Doch es ist gar nicht unbedingt nur die Zerstörungswut und der “Let’s get Loud”-Gestus, an dem Man of Steel meiner Ansicht nach krankt. Das viel größere Problem ist, dass er einfach insgesamt zu gigantisch ist. Auch in Superman II gibt es eine Schlacht um Metropolis, und wären Computer 1980 zu den gleichen Leistungen in der Lage gewesen, wie heute, hätte diese sicherlich auch anders ausgesehen. Der Clou ist aber vielmehr, dass Superman II am Ende eigentlich eine kleine, persönliche Geschichte erzählt, obwohl Zod die Welt bedroht. Man of Steel versucht das gleiche, er will im Kern die Coming-of-Age-Geschichte von Superman erzählen, doch dabei schleppt er zahllose Expositionssequenzen und endlose Massen an Mythologie mit sich herum, die ihn wie ein tonnenschweres Gewicht hinunterziehen. Dort wollen ihn Zack Snyder und Christopher Nolan natürlich auch haben. Schließlich sind beide dafür bekannt, Gewicht mit Gravitas zu verwechseln.

Das Einkaufszentrum reicht nicht mehr

Die Geschichte von Man of Steel ist sehr einfach. Doch Snyder, Nolan und Drehbuchautor David Goyer brauchen einen langen, feurigen Prolog auf Krypton, eine beliebig wirkende Reihe von expositorischen Flashbacks, ein Hologramm von Russell Crowe, eine Entführung auf das kryptonische Raumschiff, jede Menge kryptisch (pun intended) erklärendes Kauderwelsch (“Wir konnten den Phantomgenerator in einen Hyperantrieb umbauen.”) und den oben beschriebenen Dreifach-Showdown, um sie zu erzählen. Und man beginnt trotzdem immer nur dann, tatsächlich etwas zu fühlen, wenn sich Zod und Kal-El wieder persönlich gegenüberstehen.

Ende vergangenen Jahres habe ich das neo-barocke Hollywoodkino am Beispiel des Hobbit noch gelobt. Doch dieser Blockbuster-Sommer ist drauf und dran, mich vom Gegenteil zu überzeugen.
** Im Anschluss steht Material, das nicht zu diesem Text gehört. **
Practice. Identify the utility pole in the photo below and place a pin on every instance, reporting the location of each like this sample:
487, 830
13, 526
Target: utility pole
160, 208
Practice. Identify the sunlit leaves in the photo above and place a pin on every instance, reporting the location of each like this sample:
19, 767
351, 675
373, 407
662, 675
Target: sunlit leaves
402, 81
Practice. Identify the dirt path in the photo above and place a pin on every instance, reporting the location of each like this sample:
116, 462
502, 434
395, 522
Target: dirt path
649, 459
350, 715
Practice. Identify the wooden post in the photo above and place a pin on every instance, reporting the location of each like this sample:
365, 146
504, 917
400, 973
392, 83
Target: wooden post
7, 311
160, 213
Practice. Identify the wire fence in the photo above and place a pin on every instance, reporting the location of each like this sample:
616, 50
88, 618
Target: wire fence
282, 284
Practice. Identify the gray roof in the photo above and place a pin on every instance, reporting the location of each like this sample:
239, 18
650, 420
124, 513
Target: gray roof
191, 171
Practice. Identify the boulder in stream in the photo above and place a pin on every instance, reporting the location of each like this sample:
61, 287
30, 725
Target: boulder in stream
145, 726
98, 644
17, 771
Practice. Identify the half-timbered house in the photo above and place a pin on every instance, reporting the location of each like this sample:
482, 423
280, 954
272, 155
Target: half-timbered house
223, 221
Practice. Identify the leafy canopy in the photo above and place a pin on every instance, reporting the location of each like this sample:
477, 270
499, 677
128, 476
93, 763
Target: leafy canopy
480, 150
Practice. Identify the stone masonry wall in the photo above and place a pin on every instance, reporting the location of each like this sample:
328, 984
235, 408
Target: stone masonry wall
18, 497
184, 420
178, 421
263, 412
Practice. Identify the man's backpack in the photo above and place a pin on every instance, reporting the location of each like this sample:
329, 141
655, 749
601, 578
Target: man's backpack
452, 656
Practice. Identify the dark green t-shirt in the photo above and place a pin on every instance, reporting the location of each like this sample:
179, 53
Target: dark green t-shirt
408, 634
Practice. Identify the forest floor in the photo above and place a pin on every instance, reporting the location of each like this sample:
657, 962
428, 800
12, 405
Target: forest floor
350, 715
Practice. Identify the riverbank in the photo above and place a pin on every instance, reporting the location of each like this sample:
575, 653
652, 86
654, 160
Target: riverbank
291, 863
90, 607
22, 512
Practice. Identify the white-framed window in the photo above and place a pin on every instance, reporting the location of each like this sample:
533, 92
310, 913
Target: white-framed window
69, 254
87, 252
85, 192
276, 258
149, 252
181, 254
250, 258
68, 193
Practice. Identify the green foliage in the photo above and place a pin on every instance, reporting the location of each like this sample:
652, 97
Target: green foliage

Hollywood ist einfach zu episch geworden. Filme – selbst effektlastige Blockbuster – waren mal gut darin, große Geschichten in kleinen Kosmen zu erzählen. Derzeit passiert genau das Gegenteil: Nicht nur Superman muss verhindern, dass die ganze Welt zerstört wird. Wo Zombiefilmen früher ein Einkaufszentrum reichte, um ihre Parabel zu errichten, muss es heute schon ein ganzer World War Z sein. Und Guillermo del Toros Pacific Rim folgt der Logik: Wir werden von gigantischen Monstern angegriffen? Dann müssen wir wohl selbst gigantische Monster bauen.

Der perfekte Sturm

Die gleiche schwanzbeißende Logik scheint Hollywoods Studiobossen durch die Hirne zu kreisen. Wenn Filme schon 200 Millionen Dollar pro Stück kosten müssen, dann müssen die Geschichten und Setpieces, auch größer sein, als alles bisher dagewesene. Mindestens Global. Besser noch Galaktisch. Sicher, Schauwerte sind einer der größten Spaßspender im Sommerkino. Und Worldbuilding kann in unserer transmedialen Welt eine Menge Spaß machen. (Einschub: Ich mochte den Einfall eigentlich, aus Man of Steel einen Science-Fiction-Film zu machen, statt immer nur die bekannten Superheldenkühe zu melken.) Aber hinter allem muss etwas stehen, zu dem man als Zuschauer einen Bezug aufbauen kann. Sonst bleibt selbst der perfekte Sturm in seinem Wasserglas gefangen.

Edgar Wrights Film Scott Pilgrim vs the World wurde damals mit der wunderschönen Tagline “An Epic of epic Epicness” beworben. In dem Film geht es darum, dass ein junger Mann sich damit abfinden muss, dass seine Freundin eine sexuelle Vergangenheit hat. Aber auch eine so banal wirkende Prämisse kann eben manchmal zum epischen Kampf werden. Dafür muss nicht immer gleich die ganze Welt vor der Zerstörung stehen.